Kmer-db version 1.52 (16.04.2019) S. Deorowicz, A. Gudys, M. Dlugosz, M. Kokot, and A. Danek (c) 2018

Set of new samples (from fasta genomes) versus entire database comparison Loading k-mer database db...Loading general info... Loading kmer hashtables... 1/1... Loading patterns... 402000/402204... OK (0.426714 seconds) Number of samples: 99,750 Number of patterns: 402,204 (0 B) Number of k-mers: 0 K-mer length: 16 Minhash fraction: 0.0004 Workers count: 12

Storing matrix of common k-mers in table...Loading queries...Processing queries... 99750...

EXECUTION TIMES Total: 5754.78 Loading k-mers: 0 Processing time: 4325.93

Command being timed: "kmer-db -t 12 new2all db ./kmerdb.list.2 table"
User time (seconds): 49912.50
System time (seconds): 135.41
Percent of CPU this job got: 869%
Elapsed (wall clock) time (h:mm:ss or m:ss): 1:35:55
Average shared text size (kbytes): 0
Average unshared data size (kbytes): 0
Average stack size (kbytes): 0
Average total size (kbytes): 0
Maximum resident set size (kbytes): 1229320
Average resident set size (kbytes): 0
Major (requiring I/O) page faults: 16
Minor (reclaiming a frame) page faults: 1929282
Voluntary context switches: 1698016
Involuntary context switches: 1997418
Swaps: 0
File system inputs: 282471440
File system outputs: 61120040
Socket messages sent: 0
Socket messages received: 0
Signals delivered: 0
Page size (bytes): 4096
Exit status: 0
agudys commented 5 years ago

@yhg926 Hello, As for the build time, according to your report it took 45 minutes.

Elapsed (wall clock) time (h:mm:ss or m:ss): 44:58.23

I made an experiment with same parameters as you on ~150k microbial genomes from NCBI (180GB) and it took 35 minutes, so I got about twice the throughput you obtained (assuming similar input size).
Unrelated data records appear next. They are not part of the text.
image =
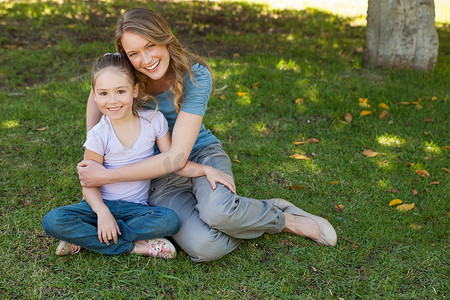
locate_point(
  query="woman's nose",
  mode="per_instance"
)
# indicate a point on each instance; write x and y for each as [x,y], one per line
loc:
[147,57]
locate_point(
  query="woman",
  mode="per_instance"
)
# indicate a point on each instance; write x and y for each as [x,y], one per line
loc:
[212,221]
The difference is not dramatic and may be due to hardware configuration (including disk performance). If you provide me with some details on your hardware and total size of the dataset, I'll have a closer look on that.

As for the distance calculation, your machine indeed needed 96 minutes.

Elapsed (wall clock) time (h:mm:ss or m:ss): 1:35:55

However, I can see that you were using new2all mode with same list of genomes that was used to construct the database. For this purpose you should rather use all2all mode which makes comparison for samples already in the database (and is particularly optimized for this). new2all was designed for comparison of new samples against database. Please try running all2all and let me know.

Regards, Adam

agudys commented 5 years ago

@yhg926 Please also note, that performance of the build mode with such small filter value (0.0004) is probably limited with disk. Tens of megabytes per second is typical transfer when reading lot of ~1MB files (unless you have SSD). Therefore, I suggest you experimenting with higher filter values (even ten times larger) because you can probably get much better quality at the same speed.